Jährlich ziehen sich schätzungsweise 70’000 Personen in Spitälern und Pflegeheimen eine Infektion zu, 2000 sterben daran. Viele Todesfälle wären vermeidbar. Trotzdem verzichtet der Bund auf Vorschriften und hofft auf den guten Willen der Gesundheitseinrichtungen.
Am Montag hat das Bundesamt für Gesundheit (BAG) die Konsultation zur Strategie NOSO eröffnet. Deren Ziel ist ein schweizweit einheitliches, effizientes Vorgehen zur Überwachung, Verhütung und Bekämpfung von Spital- und Pflegeheiminfektionen, wie die Verantwortlichen vor den Medien in Bern erläuterten. Ambulante Behandlungen werden von der Strategie nicht erfasst.
Diese umfasst die Bereiche Governance, Monitoring, Verhütung und Bekämpfung sowie Bildung und Forschung. Bei der Governance geht es etwa darum, bewährte Massnahmen als national einheitliche Standards und Richtlinien festzulegen, wie es in dem Strategiepapier heisst. Ein Ziel des Monitorings ist es, ein nationales System zur Überwachung der Infektionen und zu ihren Auswirkungen aufzubauen.
Im Kapitel Verhütung ist vorgesehen, Personal, Patienten und Besucher von Spitälern und Pflegeheimen für Hygienemassnahmen wie Händedesinfektion zu sensibilisieren. Bei Bildung und Forschung geht es unter anderem um die Ausbildung des Personals im Bereich Infektionsprävention.
Grosser Handlungsbedarf
Spital- und Pflegeheiminfektionen – so genannte nosokomiale Infektionen – betreffen insbesondere die Harn- und die Atemwege oder treten als Wundinfektionen und Blutvergiftungen auf. Aktuelle Zahlen dazu gebe es nicht, erklärte der Infektiologe Stefan Kuster, Mitglied der Gruppe Swissnoso, die sich der Reduktion von nosokomialen Infektionen und multiresistenten Keimen im Schweizer Gesundheitswesens widmet.
Eine im Zusammenhang mit der Strategie NOSO durchgeführte Umfrage macht jedoch den Handlungsbedarf deutlich. So hat nicht einmal die Hälfte der Spitäler einen Spezialisten für Spiralepidemiologie und Spitalhygiene im Haus, bei den Pflegeheimen sind es gerade einmal 13 Prozent. Systematische Massnahmen zur Prävention von Spitalinfektionen gibt es lediglich in der Hälfte der Spitäler, und von diesen kennen nicht einmal alle ein Händehygieneprogramm.
Prävention kostet
Viele Spitäler hätten bereits Massnahmen zur Überwachung oder Vermeidung von nosokomialen Infektionen getroffen, sagte Kuster. «Es gibt aber noch Luft nach oben.» Von Schlendrian mag Kuster nicht sprechen. «Ich glaube nicht, dass bewusst Leid von Patienten in Kauf genommen wird», sagte er.
Andererseits wies der Experte auf die hohen Kosten von Präventionsmassnahmen hin. Dafür brauche es zuerst Investitionen, die sich, wenn überhaupt, erst später rechneten. Das sei gegenüber einem Verwaltungsrat nicht immer einfach zu rechtfertigen.
Trotz der Mängel im Bereich Spital- und Pflegeheiminfektionen und der vielen Todesfälle sind in der Strategie keine verbindlichen Vorschriften auf Verordnungs- oder Gesetzesebene vorgesehen.
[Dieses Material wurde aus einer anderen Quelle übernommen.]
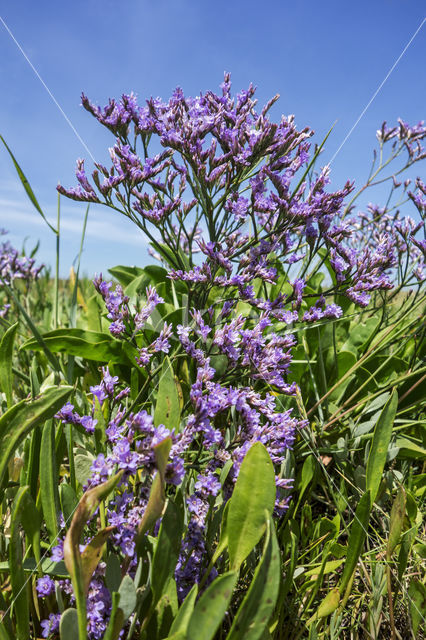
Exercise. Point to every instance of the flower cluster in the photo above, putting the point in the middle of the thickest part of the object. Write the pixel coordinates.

Die Grundlagen dafür gebe es zwar, sagte Daniel Koch, Leiter der Abteilung übertragbare Krankheiten im BAG. Diese würden auch eingesetzt, wenn sie zum Ziel führten. Viel wichtiger sei es aber, dass die Verantwortlichen in Spitälern und Pflegeheimen von den Massnahmen überzeugt seien.
Weltweites Problem
Neben zusätzlichen Erkrankungen und Toten verursachen die nosokomialen Infektionen geschätzte Zusatzkosten von 230 Millionen Franken pro Jahr. Das Problem beschränkt sich nicht auf die Schweiz: Die Zahl der Todesfälle allein in Europa wird auf 37’000 geschätzt.
Der Entwurf für die Strategie NOSO wurde gestützt auf das geänderte Epidemiengesetz und die die gesundheitspolitischen Prioritäten des Bundesrats «Gesundheit 2020» erarbeitet. Konkrete Ziele, wie viele Infektionen vermieden werden sollen, sind darin noch nicht enthalten. Ebenfalls noch unklar ist laut Koch, wie viel Geld für die Umsetzung der geplanten Massnahmen zur Verfügung steht. Die Konsultation dauert bis zum 14. September.